What do you find most interesting or most rewarding as director of the Center?
As the director of the CSSC, I love that “ah-ha” look on a learner’s face when having an educational breakthrough during a simulation experience. It is a genuine connection that breathes through a living curriculum. Being the director also allows me to interact with so many members of our community, such as the Children’s Dream Foundation, which helps sharpen my focus on the real-time needs of our local patient population. Knowing that I am helping promote positive patient outcomes is beyond humbling and exhilarating. In my other role as senior director of Competency Based Assessment and Clinical Skills Education, I get to flex my love of curriculum and assessment by designing longitudinal assessment plans, implementing clinical coaching initiatives, improving workplace-based assessments for students and developing meaningful faculty development programs.
What is one useful tip you can give about the Center for students or faculty?

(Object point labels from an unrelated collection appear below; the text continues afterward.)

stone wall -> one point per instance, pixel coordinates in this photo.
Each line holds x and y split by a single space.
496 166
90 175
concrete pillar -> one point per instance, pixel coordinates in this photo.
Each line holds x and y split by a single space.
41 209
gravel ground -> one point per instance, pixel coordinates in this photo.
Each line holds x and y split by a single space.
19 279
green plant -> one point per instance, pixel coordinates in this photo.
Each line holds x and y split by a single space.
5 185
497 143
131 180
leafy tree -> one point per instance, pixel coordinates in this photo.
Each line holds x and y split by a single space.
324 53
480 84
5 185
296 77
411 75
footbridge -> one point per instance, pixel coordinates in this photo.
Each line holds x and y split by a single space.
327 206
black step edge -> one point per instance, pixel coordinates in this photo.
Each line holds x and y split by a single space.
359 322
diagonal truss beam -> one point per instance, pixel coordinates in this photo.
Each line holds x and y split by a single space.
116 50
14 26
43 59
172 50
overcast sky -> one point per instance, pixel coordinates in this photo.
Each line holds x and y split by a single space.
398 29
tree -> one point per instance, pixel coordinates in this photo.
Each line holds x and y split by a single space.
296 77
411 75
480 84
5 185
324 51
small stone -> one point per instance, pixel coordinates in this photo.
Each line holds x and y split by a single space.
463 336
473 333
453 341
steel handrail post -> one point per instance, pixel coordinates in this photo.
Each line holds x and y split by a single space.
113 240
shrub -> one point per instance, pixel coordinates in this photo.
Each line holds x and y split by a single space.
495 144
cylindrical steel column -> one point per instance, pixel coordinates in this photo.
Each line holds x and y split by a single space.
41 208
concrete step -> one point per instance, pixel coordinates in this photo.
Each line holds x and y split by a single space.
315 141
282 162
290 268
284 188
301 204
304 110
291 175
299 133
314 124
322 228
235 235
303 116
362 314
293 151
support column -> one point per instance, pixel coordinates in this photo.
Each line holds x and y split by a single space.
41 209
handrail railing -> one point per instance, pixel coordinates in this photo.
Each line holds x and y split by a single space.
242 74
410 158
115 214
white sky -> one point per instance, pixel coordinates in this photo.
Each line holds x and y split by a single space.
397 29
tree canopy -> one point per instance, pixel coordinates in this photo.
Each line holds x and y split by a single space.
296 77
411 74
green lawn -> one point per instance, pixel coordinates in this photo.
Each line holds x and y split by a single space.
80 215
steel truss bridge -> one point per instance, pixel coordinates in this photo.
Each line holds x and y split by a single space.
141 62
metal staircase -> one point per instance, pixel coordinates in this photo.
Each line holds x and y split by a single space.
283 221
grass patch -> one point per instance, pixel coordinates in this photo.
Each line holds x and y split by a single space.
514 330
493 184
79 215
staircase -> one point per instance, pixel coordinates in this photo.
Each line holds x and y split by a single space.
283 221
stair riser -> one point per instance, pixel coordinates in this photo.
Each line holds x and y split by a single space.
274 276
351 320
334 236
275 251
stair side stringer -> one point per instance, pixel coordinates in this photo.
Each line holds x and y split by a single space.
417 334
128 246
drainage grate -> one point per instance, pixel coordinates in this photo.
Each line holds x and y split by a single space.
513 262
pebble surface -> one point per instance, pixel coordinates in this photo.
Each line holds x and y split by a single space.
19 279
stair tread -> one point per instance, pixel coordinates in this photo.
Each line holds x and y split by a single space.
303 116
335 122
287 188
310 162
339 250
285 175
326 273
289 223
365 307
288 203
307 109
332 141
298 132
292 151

The more a student or faculty member can lean into an experience at the CSSC, the more they will get out of it. Simulation promotes the cycle of experiential learning. Students should feel vulnerable to celebrate their successes as much as their stumbles when participating in an activity at the CSSC. I encourage faculty to empower students to take ownership of the clinical skills they are honing and to develop a plan for incorporating lessons learned into direct patient care.
Is there a fun fact or least-known aspect about the Center?
We have more than 80 SPs on staff, some of whom have been involved with simulation for more than 25 years and were an integral part of the national movement for setting clinical skills education standards. They are made up of professional actors and specialty educators and many of them are in the Screen Actors Guild and Actor's Equity Association.